Sampling Distribution and Limit Theorems: Order Statistics, Chi^2, F, Student’s t. Sampling statistics from Normal Population, Law of Large numbers, Central Limit Theorem, Variance Stabilising transformation. Proofs via simulation in R.
Estimation: Method of Moments, Maximum Likelihood Estimate and Confidence intervals.
Hypothesis Testing: Binomial Test for proportion, Normal Test for mean when variance is known/unknown, two sample t-test for equality of means when variance is known.
Linear Models, Normal Equations, Gauss Markov Theorem, Testing of linear hypotheses. One-way and two-way classification models: ANOVA, Random effects. Emphasis on Numerical evaluation. Regularisation and Subset Selection methods.
Basics of Decision trees: Regression Tress, Classification trees and comparison with Linear Models.
Computational Optimal transport.
Applications from Epidemiology, Networks and Optimal transport.

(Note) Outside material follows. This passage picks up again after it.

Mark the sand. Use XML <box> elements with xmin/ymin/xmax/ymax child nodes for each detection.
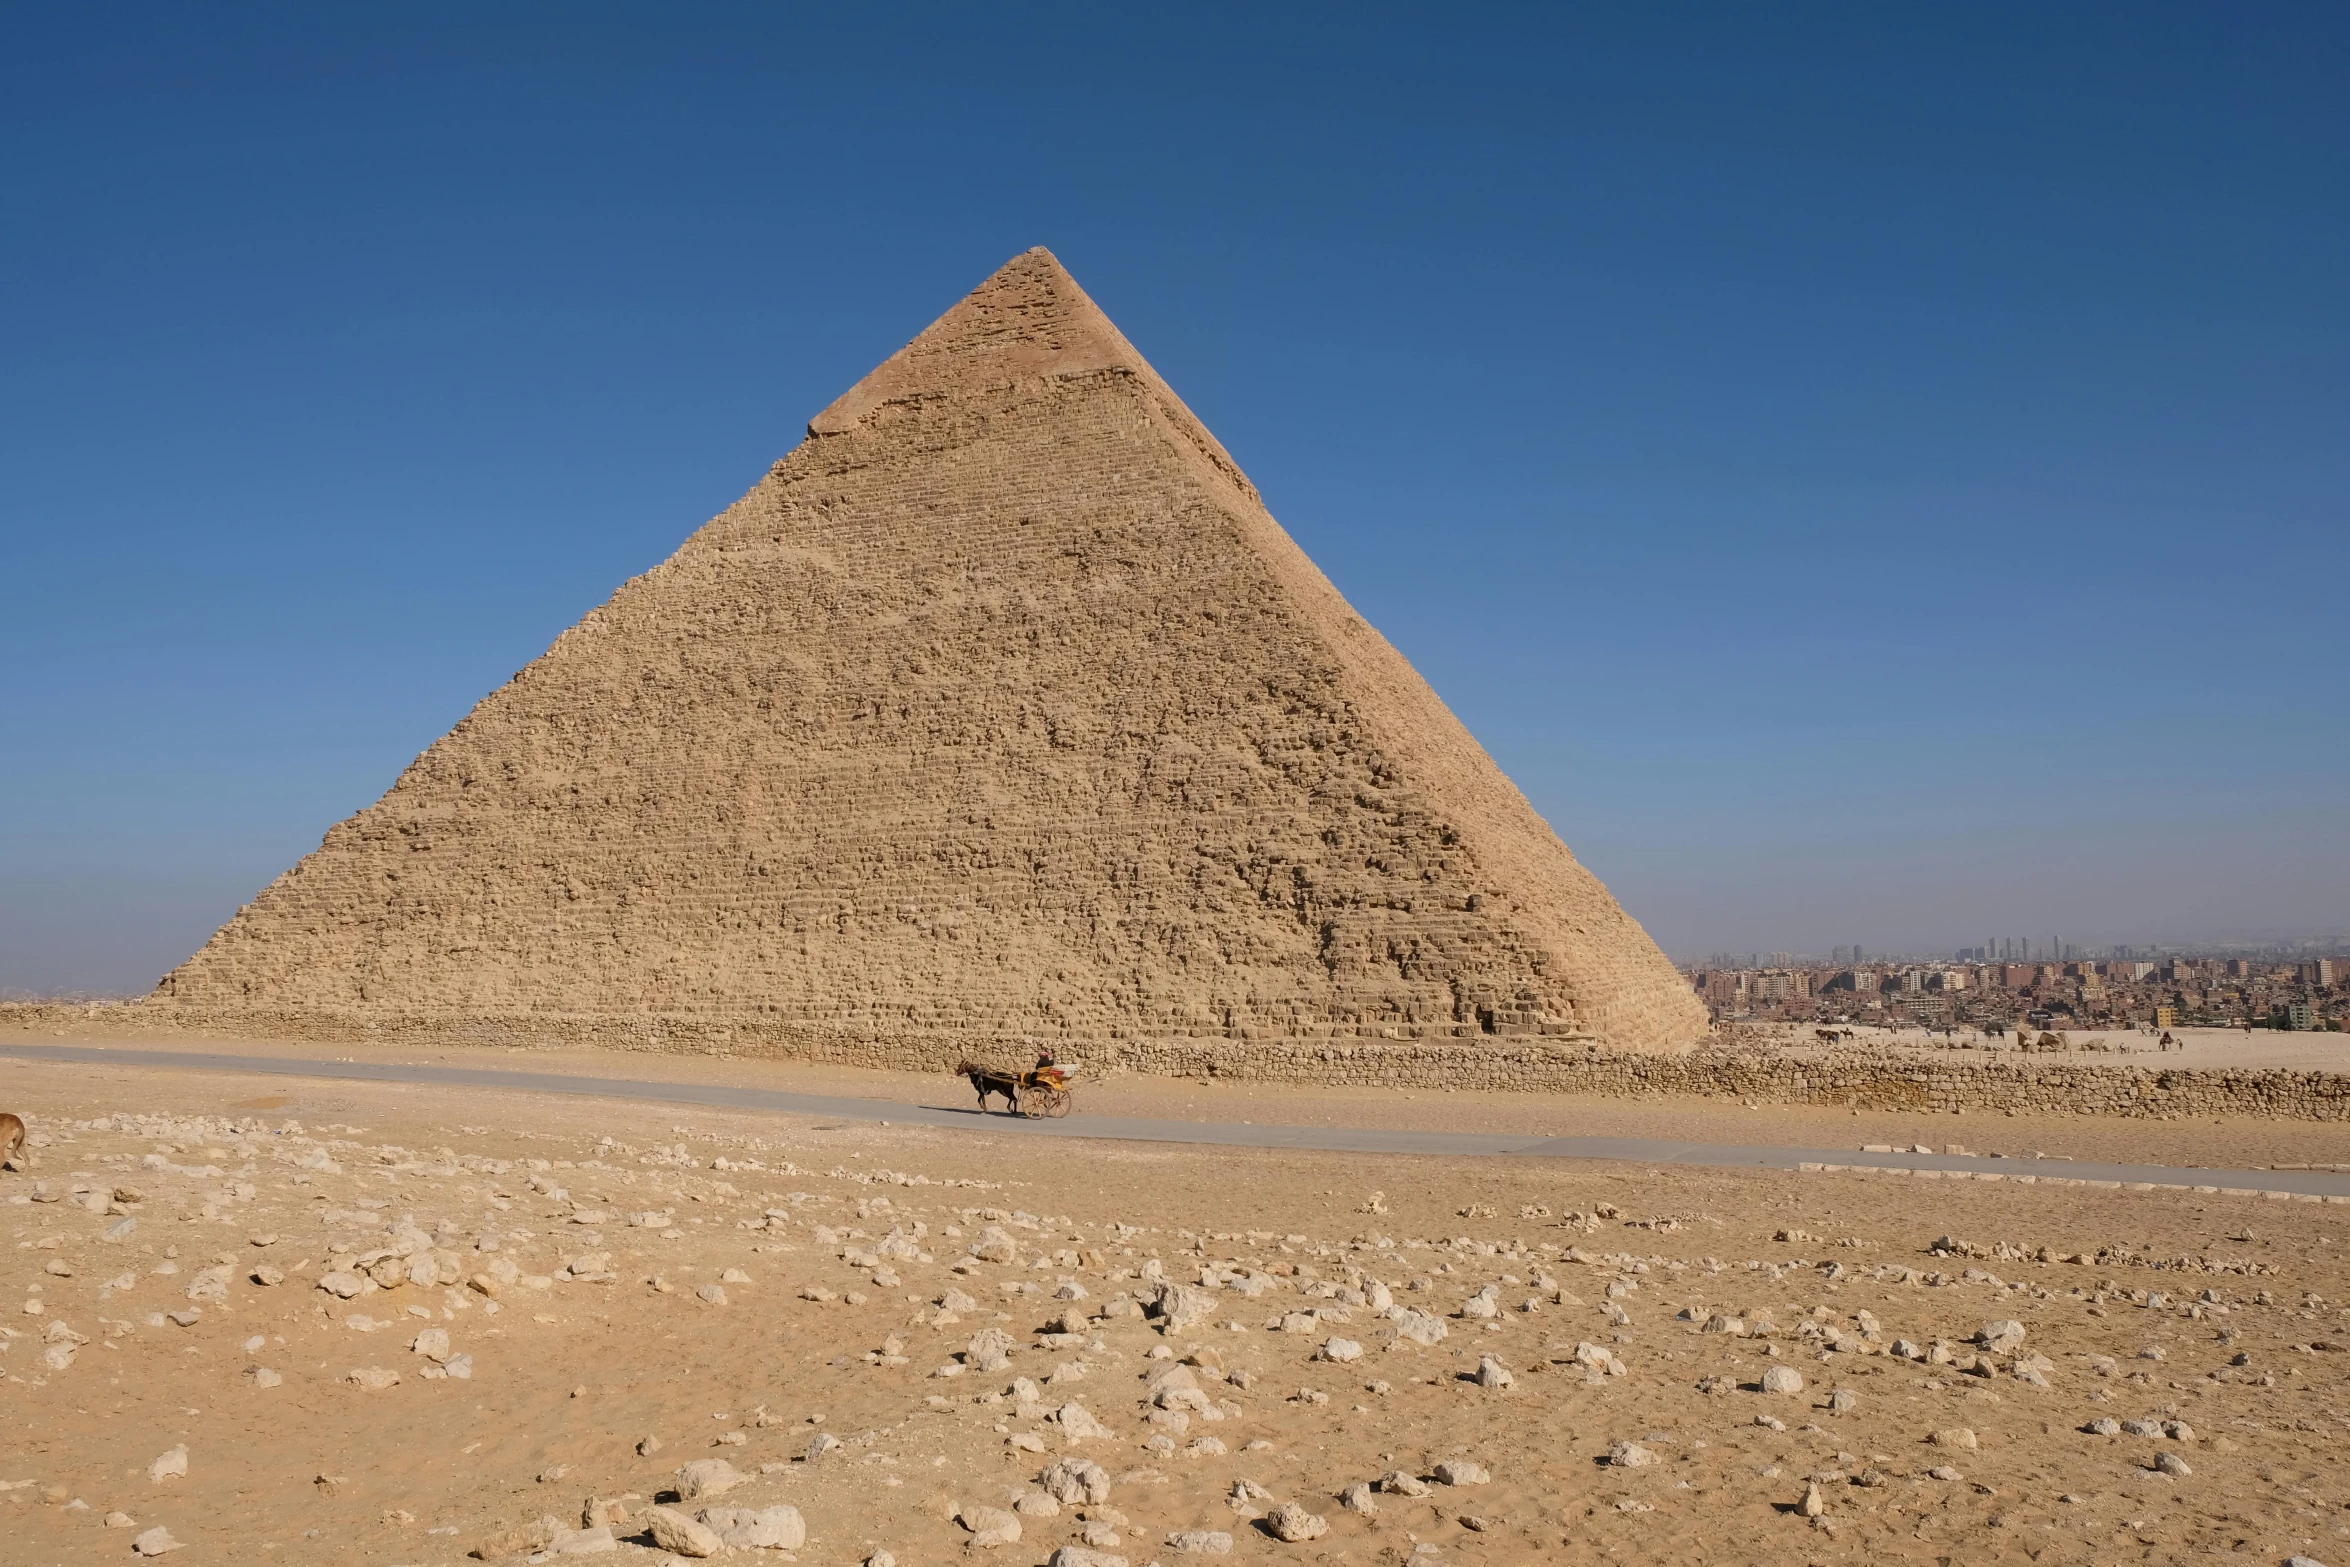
<box><xmin>8</xmin><ymin>1050</ymin><xmax>2350</xmax><ymax>1566</ymax></box>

Suggested books and references:
- Siva Athreya, Deepayan Sarkar and Steve Tanner, Probability and Statistics with Examples Using R, Institute of Mathematical Statistics, Hayward, CA.
- Sanford Weisberg, Applied Linear Regression, John Wiley and Sons, New York.
- Gareth James, Daniela Witten, Trevor Hastie, Robert Tibshirani, An Introduction to Statistical Learning, Springer-Verlag, New York.